Dopo l’acquisizione completa della storica Cesare Fiorucci Spa da parte delle due holding straniere  Navigator Group e White Park Capital, l’azienda si appresta a intraprendere un piano di ristrutturazione e sviluppo. Con i lavoratori sul piano di guerra per il rischio licenziamento di almeno duecento persone tra gli stabilimenti di Roma, quello di Pomezia, e Parma, il nuovo management ha annunciato l’obiettivo di riportare il marchio di salumi italiano a un livello di redditività all’altezza del suo potenziale.

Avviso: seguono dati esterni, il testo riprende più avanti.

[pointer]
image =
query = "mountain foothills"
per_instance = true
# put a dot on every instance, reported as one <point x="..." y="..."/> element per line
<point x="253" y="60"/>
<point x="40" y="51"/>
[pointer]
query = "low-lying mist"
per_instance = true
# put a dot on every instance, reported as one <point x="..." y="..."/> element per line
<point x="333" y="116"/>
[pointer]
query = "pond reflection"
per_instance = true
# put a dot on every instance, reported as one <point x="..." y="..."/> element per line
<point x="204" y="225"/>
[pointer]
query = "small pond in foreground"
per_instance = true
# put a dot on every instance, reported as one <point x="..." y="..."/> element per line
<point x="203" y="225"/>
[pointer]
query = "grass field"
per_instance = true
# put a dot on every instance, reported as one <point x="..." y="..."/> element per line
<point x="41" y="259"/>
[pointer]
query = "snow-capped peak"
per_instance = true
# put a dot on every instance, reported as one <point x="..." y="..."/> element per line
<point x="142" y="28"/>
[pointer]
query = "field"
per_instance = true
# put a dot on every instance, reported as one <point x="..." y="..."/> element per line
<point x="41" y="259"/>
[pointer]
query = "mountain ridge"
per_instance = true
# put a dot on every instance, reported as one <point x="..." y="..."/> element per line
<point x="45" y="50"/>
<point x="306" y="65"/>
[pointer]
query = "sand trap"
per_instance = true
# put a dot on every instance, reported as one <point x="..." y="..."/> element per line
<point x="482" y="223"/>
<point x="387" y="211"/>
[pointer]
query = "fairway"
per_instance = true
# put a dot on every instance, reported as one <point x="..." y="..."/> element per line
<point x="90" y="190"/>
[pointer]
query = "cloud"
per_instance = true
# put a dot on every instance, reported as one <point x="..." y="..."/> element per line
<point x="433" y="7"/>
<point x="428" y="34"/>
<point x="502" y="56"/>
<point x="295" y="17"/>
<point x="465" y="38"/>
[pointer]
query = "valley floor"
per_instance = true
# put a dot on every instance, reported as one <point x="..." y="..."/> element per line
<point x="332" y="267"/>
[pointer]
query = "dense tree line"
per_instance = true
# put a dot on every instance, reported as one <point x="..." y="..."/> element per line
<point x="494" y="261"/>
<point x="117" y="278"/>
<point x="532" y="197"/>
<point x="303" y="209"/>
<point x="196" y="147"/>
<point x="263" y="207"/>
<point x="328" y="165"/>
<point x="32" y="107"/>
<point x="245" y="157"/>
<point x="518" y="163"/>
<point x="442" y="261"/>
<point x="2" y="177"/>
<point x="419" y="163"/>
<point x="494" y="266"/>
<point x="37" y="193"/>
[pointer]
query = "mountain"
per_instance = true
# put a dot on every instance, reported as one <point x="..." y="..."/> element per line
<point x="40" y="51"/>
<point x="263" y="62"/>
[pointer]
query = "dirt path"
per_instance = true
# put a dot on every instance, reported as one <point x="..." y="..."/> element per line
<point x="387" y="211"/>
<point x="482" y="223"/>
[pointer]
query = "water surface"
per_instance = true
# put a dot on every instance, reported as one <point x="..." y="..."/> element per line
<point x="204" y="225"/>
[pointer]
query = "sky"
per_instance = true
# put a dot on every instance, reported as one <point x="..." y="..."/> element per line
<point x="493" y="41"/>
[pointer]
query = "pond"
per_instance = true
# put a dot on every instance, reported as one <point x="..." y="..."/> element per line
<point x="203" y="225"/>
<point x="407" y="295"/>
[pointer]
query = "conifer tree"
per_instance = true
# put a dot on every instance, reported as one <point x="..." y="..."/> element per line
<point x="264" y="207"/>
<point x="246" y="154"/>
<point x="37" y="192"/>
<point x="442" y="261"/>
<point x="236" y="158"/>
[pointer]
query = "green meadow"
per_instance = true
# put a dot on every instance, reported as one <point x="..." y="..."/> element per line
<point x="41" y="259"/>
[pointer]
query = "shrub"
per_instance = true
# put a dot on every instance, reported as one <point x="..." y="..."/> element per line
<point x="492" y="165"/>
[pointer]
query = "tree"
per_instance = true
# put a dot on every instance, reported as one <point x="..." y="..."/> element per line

Che fine ha fatto il marchio Fiorucci

Il primo passo di questo percorso di crescita consiste in un significativo cambiamento organizzativo all’interno della struttura aziendale. Questo sarà seguito da un ampio rinnovamento dei processi aziendali e da un rimodernamento tecnologico degli impianti. Claudio Rustioni, Amministratore Delegato di Fiorucci Spa, afferma: «Le iniziative hanno un unico obiettivo: garantire la storia del nostro gruppo, la permanenza degli stabilimenti in Italia e la continuità aziendale».

Il piano approvato dai nuovi investitori prevede azioni concrete volte a far crescere Fiorucci sia nel mercato italiano che in quello internazionale. Con un particolare focus su Paesi chiave come Germania, Austria, Francia e UK, l’obiettivo è raggiungere un aumento del fatturato del 20%. Rustioni aggiunge: «Con oltre 30 milioni di investimenti, ci concentreremo sull’automazione, modernizzazione degli impianti e acquisizione di nuove quote di mercato».

Collaborazione con le organizzazioni sindacali

Fiorucci ha avviato un tavolo di lavoro con le organizzazioni sindacali per mitigare, quanto possibile, l’impatto sociale della ristrutturazione. L’azienda intende ridurre l’impatto sociale, coerentemente con la situazione di mercato, e ha avviato una procedura che seguirà il suo corso per i prossimi 75 giorni, con l’obiettivo di risolvere tutte le posizioni entro marzo.